The City of Oxnard on Dec. 16 approved a five‑year technology agreement with Axon that bundles body‑worn cameras, in‑car video, drones, less‑lethal Tasers and cloud‑hosted evidence management subscriptions.
Police Commander Cody Collette told the council the package includes cameras and docking stations for officers, 55 in‑car dash systems, subscriptions to evidence.com (including auto‑redaction, transcription and auto‑tagging), upgrades for six interview rooms, Axon Air drone subscriptions for 10 drones and Taser‑10 devices with support and warranty services. Collette said the contract also covers ancillary services such as installation and ongoing maintenance.
The department emphasized public‑safety and transparency benefits: faster response and situational awareness from drone first‑responder flights, searchable transcriptions that speed investigations, and automated redaction tools that reduce staff time on public‑records requests. The council also heard that the city did not include Axon’s AI‑generated report drafting service in this agreement.
Council members pressed staff on privacy and state law compliance. Chief Jason Benitez and Collette said the Axon system will be configured to comply with California law, including SB 54 safeguards for the automated license‑plate (ALPR) functionality and controls on who can access plate data. Staff also noted the system supports controlled sharing with prosecutors and investigative partners while restricting other uses.

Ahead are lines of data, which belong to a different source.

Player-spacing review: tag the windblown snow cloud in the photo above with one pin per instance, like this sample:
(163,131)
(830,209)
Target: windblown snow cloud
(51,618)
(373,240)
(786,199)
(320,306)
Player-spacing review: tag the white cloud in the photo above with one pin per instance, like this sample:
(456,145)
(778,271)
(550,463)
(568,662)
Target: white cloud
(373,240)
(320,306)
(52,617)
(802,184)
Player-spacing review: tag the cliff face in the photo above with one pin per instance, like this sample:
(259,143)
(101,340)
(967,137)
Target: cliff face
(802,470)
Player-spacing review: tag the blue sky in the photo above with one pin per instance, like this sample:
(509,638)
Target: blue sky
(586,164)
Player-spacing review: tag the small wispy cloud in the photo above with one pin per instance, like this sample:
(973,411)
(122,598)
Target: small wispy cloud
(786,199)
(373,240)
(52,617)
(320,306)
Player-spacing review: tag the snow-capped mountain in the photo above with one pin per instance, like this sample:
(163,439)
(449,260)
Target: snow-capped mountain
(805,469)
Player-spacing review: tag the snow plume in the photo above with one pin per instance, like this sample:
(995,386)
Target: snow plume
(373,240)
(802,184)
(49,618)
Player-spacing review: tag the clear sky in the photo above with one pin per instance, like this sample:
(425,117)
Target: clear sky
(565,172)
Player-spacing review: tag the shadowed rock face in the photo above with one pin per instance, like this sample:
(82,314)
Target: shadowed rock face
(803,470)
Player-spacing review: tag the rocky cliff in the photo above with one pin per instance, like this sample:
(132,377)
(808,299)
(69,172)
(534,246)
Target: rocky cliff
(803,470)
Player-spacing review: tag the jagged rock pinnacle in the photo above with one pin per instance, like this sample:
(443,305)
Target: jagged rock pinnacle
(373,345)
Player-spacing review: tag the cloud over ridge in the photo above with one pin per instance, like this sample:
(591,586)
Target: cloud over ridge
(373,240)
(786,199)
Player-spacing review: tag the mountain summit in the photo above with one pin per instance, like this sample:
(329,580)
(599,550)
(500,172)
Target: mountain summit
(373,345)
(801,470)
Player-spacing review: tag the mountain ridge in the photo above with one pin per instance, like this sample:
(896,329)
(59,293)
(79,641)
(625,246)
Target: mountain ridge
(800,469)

Councilmember Gabe Turan proposed — and the council added — a follow‑up request that the vendor pursue Mixteco and Zapoteco translation capability as soon as practical. The motion to approve the contract carried 7–0.
What happens next: The city will execute the contract and begin hardware installation and subscription onboarding. Officials said the evidence‑management services should reduce staff time spent on redaction and improve how quickly investigators and prosecutors can review recordings.
Speakers quoted: “It’s a tool for officer safety and community transparency,” Commander Cody Collette said, summarizing benefits of faster situational awareness and automated redaction.
Topics: police technology; body‑worn cameras; evidence management; drones; public‑records efficiency.
Ending: The council approved the agreement 7–0; staff will begin procurement and implementation under the contract terms.